# Machine Learning: Prologue

This post is part of a series of notes on machine learning.

*Machine learning* is an awful name for a really simple idea.

For me, that name conjures up images of impossibly complex intelligent robots, and it gets worse with terms like “feedforward”, “backpropagation”, “neural network”, and “perceptron”. Combined with the seemingly magical applications of ML, for a long time I assumed it was one of those things I just didn’t have the spare energy to understand.

I finally took the plunge and started getting into the details of machine learning, and it turns out I was wrong. Really wrong! The basic ideas of machine learning are very accessible to anyone with exposure to calculus. Finding good data, tuning your model, and optimizing for GPUs are different questions, and more complicated. But to my eye the apparent magic of ML happens not because the main ideas are complex, but rather because they are effective.

Anyway, the simple idea behind (supervised) machine learning is roughly this, in my words:

- Suppose we have an interesting but
*unknown*function \(F\), and some sample input-output pairs for this function – say some \((x,y)\) with \(F(x) = y\). - Pretend that \(F\) can be approximated by a
*known*function \(G_\theta\), which is parameterized by one or more variables \(\theta\). - Use calculus to find the values of the \(\theta\) that makes \(G\) agree with our samples as closely as possible. That is, find \(\theta\) so that \(G_\theta(x) \approx y\).
- Now use \(G_\theta\) to make
*predictions*about the value of \(F\) at new inputs, under the assumption that \(G_\theta(x) \approx F(x)\) for all \(x\).

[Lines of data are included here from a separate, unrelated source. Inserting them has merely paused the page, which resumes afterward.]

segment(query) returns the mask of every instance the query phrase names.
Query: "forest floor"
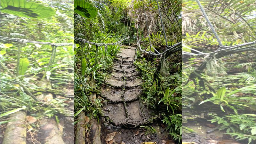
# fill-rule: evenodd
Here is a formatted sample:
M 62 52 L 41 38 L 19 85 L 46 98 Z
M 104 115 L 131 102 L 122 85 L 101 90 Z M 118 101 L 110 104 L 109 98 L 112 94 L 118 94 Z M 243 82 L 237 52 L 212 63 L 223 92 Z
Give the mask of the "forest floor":
M 57 95 L 56 100 L 65 100 L 65 108 L 74 111 L 73 86 L 69 85 L 64 89 L 65 95 Z M 43 92 L 37 97 L 51 100 L 52 95 L 50 93 Z M 69 97 L 64 97 L 65 96 Z M 55 117 L 49 118 L 44 115 L 42 112 L 35 114 L 20 111 L 10 115 L 6 119 L 4 118 L 11 122 L 1 125 L 0 144 L 74 143 L 73 116 L 57 114 Z
M 109 118 L 101 119 L 101 142 L 107 144 L 140 144 L 147 141 L 165 143 L 170 139 L 161 122 L 156 122 L 156 120 L 153 124 L 143 124 L 156 114 L 142 103 L 140 97 L 142 81 L 133 64 L 135 48 L 127 46 L 122 47 L 102 91 L 105 100 L 104 113 Z M 144 126 L 140 127 L 142 125 Z M 150 131 L 150 127 L 156 131 Z M 170 142 L 168 143 L 173 143 L 173 141 Z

A slightly more sophisticated view might be that \(F\) is a function from inputs \(x\) to *probability distributions*, which we observe to get the output \(y\), but that’s not necessary. The thing is, that function \(F\) could do something really useful and (seemingly) complicated, like decide whether a photo includes a human face or whether a credit card transaction is fraudulent. And it turns out this strategy for approximating \(F\) works really well.

Ok – so what \(G_\theta\) look like? It needs to be complicated enough to be able to approximate \(F\), but also simple enough that we can evaluate it and its gradient efficiently. (Incidentally, this kind of sweet spot between complexity and tractibility shows up a lot.) Typically \(G_\theta\) is modeled using a *neural network*.

A google image search for “neural network” brings up a bunch of pictures like this:

With “weights” and “nodes” in “layers” with “activation functions”. Where’s \(G_\theta\) in this picture? Well, essentially, each column of nodes in that graph represents \(\mathbb{R}^n\) for some \(n\), and the value at each node is a function of the values of the nodes that point to it. So each “layer” in the network is a function with signature \(\mathbb{R}^m \rightarrow \mathbb{R}^n\). In principle that function could be anything, but in practice it’s one of a few different kinds: matrix multiplication, pointwise logistic, and some others. When one layer feeds into the next, we have function composition. Then using the multivariate chain rule it’s possible to compute the gradient of the network in terms of the gradients of each layer.

Maybe some people see diagrams like that and are enlightened. But for me, this way of visualizing neural networks is not helpful at all. For one thing it includes a lot of junk; all those arrows don’t convey very much information. And worse, it obfuscates what the network really is – a *function*. I’m more comfortable visualizing this as a chain like so. \[\mathbb{R}^3 \stackrel{\psi}{\rightarrow} \mathbb{R}^4 \stackrel{\phi}{\rightarrow} \mathbb{R}^2\] Lo and behold, this is a diagram, representing ordinary function composition, where each arrow takes an extra parameter. Then \(G\) is the composite of these arrows, and \(\theta\) is the direct sum of the parameters at each layer.

To see how far this point of view can go, in this series of posts we’ll develop a crude algebra of neural networks. We’d like to think of a network as a function, and to build complex networks out of simpler ones with (almost) ordinary function composition. I’m mainly interested here in understanding the math, so efficiency will take a backseat. But these posts are literate Haskell and include unit tests; to follow along you can clone this directory from the repo on github and load it into GHCi.